After briefly discussing several praiseworthy Christian kings and emperors, from Constantine to Henry III (the father of Henry IV), Bonizo accuses Henry IV of being complicit in the oppression of the Patarenes and the murder of their leader, Erlembald, whom Bonizo later likens to Judas Maccabeus. Bonizo proceeds to list a few notable Christian acts of religious violence as recorded in the Historiae Ecclesiasticae Tripartitae Epitome.

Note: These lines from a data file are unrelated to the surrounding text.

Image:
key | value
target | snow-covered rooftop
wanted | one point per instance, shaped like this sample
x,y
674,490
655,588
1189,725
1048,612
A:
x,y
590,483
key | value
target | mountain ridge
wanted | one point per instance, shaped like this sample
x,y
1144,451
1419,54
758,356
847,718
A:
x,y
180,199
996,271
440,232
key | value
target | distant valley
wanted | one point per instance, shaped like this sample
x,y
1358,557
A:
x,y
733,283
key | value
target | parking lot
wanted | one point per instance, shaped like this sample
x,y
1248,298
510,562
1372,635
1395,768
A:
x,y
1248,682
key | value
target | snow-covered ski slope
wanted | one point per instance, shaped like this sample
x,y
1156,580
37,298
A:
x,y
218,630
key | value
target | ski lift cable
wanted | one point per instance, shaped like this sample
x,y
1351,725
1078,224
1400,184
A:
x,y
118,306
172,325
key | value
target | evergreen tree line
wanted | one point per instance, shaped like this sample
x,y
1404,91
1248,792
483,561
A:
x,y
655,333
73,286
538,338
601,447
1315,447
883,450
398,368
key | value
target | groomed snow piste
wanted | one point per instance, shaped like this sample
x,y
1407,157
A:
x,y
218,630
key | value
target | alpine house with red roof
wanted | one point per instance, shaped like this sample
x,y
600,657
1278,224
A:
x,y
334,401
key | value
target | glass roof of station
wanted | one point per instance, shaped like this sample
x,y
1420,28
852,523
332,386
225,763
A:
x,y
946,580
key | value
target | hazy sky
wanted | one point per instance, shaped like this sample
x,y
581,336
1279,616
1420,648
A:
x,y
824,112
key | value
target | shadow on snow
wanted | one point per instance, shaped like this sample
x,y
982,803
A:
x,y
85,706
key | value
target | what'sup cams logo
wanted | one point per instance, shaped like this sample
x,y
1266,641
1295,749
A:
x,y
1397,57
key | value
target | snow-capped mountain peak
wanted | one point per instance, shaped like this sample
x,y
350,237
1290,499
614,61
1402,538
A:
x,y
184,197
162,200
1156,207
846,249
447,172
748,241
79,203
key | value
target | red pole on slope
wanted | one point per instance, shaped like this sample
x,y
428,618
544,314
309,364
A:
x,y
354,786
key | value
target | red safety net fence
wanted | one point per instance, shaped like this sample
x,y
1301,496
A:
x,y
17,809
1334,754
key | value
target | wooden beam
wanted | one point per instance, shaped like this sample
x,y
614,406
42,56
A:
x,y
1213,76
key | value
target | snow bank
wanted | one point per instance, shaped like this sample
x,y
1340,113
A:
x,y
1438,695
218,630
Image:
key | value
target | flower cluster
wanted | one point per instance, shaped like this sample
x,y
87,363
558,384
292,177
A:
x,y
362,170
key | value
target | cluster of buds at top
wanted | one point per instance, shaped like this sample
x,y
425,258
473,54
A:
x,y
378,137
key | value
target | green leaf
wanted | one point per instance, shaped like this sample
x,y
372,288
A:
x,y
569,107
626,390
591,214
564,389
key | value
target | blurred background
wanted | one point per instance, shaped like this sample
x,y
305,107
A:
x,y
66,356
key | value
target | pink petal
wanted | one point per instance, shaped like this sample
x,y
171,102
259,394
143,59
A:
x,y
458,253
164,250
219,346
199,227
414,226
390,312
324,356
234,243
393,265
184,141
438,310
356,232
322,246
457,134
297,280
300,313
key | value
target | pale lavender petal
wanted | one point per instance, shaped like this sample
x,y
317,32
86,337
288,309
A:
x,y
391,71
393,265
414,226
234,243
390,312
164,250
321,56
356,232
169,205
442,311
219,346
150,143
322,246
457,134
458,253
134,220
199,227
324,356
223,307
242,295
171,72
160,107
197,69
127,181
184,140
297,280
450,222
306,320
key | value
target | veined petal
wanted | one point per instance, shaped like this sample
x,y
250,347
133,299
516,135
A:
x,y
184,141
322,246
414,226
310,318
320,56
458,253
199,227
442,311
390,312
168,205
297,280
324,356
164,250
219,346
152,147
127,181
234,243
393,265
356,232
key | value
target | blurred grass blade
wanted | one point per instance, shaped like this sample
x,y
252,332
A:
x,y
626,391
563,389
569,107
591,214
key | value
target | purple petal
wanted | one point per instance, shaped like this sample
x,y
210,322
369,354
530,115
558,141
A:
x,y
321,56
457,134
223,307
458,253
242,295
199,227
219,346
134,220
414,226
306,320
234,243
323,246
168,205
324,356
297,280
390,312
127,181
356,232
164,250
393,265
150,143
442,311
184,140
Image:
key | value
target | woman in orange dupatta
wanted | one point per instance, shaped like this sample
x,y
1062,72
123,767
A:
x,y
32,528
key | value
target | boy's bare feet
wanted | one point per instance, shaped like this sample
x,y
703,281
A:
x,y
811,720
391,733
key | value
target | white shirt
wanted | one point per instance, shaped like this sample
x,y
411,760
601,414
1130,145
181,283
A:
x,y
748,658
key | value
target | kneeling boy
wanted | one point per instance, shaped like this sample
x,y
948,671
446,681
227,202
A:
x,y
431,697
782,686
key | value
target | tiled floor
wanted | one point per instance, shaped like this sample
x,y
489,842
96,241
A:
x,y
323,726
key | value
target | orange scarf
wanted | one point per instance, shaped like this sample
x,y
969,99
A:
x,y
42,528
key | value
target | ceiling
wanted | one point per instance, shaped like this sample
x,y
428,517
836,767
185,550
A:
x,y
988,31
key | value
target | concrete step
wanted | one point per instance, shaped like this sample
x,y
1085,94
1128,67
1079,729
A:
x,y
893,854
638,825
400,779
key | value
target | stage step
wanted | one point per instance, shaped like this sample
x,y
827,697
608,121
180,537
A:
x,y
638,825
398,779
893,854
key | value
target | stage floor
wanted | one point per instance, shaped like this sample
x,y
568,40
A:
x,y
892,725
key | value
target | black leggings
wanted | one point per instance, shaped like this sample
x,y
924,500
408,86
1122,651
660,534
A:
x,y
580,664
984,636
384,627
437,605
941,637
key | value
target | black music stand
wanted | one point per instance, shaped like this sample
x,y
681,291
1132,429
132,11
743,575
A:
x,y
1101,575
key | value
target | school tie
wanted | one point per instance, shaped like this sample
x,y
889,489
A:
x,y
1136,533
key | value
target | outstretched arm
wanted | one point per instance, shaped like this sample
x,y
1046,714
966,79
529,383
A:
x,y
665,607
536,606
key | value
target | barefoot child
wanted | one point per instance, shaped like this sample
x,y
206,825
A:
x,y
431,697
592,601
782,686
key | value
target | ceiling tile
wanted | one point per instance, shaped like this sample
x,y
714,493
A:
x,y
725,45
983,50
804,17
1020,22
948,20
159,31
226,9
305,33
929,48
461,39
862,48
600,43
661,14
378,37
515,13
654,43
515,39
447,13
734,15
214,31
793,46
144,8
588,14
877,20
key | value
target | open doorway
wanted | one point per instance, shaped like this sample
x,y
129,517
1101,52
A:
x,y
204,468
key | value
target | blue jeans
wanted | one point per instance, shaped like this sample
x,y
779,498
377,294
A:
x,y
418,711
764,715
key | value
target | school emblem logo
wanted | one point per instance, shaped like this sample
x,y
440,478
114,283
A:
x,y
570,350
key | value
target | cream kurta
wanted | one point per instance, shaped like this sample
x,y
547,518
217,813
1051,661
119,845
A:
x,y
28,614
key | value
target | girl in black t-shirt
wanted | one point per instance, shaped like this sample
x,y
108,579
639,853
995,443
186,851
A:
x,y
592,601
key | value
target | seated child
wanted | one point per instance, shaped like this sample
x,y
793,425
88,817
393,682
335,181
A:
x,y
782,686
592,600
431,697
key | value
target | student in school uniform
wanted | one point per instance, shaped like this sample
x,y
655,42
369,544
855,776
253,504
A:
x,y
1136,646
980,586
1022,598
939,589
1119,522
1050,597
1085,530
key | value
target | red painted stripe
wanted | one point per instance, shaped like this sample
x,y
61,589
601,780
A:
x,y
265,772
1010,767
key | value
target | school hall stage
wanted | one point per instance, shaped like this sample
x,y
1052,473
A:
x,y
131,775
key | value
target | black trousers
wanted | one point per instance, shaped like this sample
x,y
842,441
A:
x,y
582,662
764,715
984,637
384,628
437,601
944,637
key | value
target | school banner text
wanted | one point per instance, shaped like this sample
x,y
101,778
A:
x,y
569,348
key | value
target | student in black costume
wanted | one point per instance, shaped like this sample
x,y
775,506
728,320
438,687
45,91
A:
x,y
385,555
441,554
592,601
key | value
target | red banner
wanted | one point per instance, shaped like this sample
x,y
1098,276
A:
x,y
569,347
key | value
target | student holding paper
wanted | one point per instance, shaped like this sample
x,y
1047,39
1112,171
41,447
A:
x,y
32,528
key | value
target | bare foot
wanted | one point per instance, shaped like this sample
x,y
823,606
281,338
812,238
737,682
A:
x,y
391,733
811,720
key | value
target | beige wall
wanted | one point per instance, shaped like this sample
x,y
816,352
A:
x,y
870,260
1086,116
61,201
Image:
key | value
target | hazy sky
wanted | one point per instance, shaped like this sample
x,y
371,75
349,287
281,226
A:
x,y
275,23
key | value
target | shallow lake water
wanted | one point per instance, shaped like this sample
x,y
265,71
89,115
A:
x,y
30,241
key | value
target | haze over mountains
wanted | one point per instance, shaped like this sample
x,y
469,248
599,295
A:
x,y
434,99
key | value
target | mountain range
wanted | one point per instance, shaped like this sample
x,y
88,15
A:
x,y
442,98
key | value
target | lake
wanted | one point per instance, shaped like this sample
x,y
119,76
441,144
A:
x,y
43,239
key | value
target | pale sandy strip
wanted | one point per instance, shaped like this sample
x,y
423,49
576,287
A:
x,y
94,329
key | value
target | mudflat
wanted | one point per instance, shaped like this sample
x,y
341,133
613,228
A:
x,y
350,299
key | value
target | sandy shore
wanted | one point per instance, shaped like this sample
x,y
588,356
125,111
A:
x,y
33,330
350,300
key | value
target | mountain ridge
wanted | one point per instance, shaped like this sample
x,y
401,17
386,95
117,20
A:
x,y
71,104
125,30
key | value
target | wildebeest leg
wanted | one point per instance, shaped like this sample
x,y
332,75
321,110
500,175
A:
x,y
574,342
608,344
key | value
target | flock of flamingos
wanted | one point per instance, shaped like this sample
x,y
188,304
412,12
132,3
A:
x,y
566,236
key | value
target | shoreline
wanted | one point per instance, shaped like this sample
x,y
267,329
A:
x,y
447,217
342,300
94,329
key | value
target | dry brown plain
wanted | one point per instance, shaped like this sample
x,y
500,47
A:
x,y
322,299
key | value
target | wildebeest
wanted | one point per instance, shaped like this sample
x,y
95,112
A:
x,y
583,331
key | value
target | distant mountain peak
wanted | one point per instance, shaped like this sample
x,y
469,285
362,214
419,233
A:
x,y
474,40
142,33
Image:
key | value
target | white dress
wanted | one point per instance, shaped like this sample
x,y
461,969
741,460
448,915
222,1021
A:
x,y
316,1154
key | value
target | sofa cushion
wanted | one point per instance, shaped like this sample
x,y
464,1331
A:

In Bonizo's view, the Battle of Civitate that Pope Leo IX had sanctioned is the contemporary standard for holy war. He goes on to praise the unity between the Patarenes and papal reformers such as Gregory and Peter Damian. Bonizo recounts in great detail Gregory's continued opposition to clerical marriage and simony, while arguing that Henry is solely to blame for the current papal-imperial conflict. He also identifies Antipope Honorius II, whom Henry had aligned himself with, as the "evil shall spread over all the inhabitants of the land" that was prophesied by Jeremiah. Finally, Bonizo refutes the claims from Henry's camp that Gregory was illegitimately elected; that he unjustifiably excommunicated Henry; and that he was a false prophet.

==Legacy==
Liber ad amicum has been described by historians as one of Bonizo's best-known and most influential works. According to I.S. Robinson, it is "perhaps the best known of the polemics of the Investiture Contest" and "it has been identified as a crucial contribution to the eleventh-century debate about holy war." Giovanni Miccoli claimed that it "represents the only original historiographical contribution by Italian ecclesiastical culture from the period of the reform."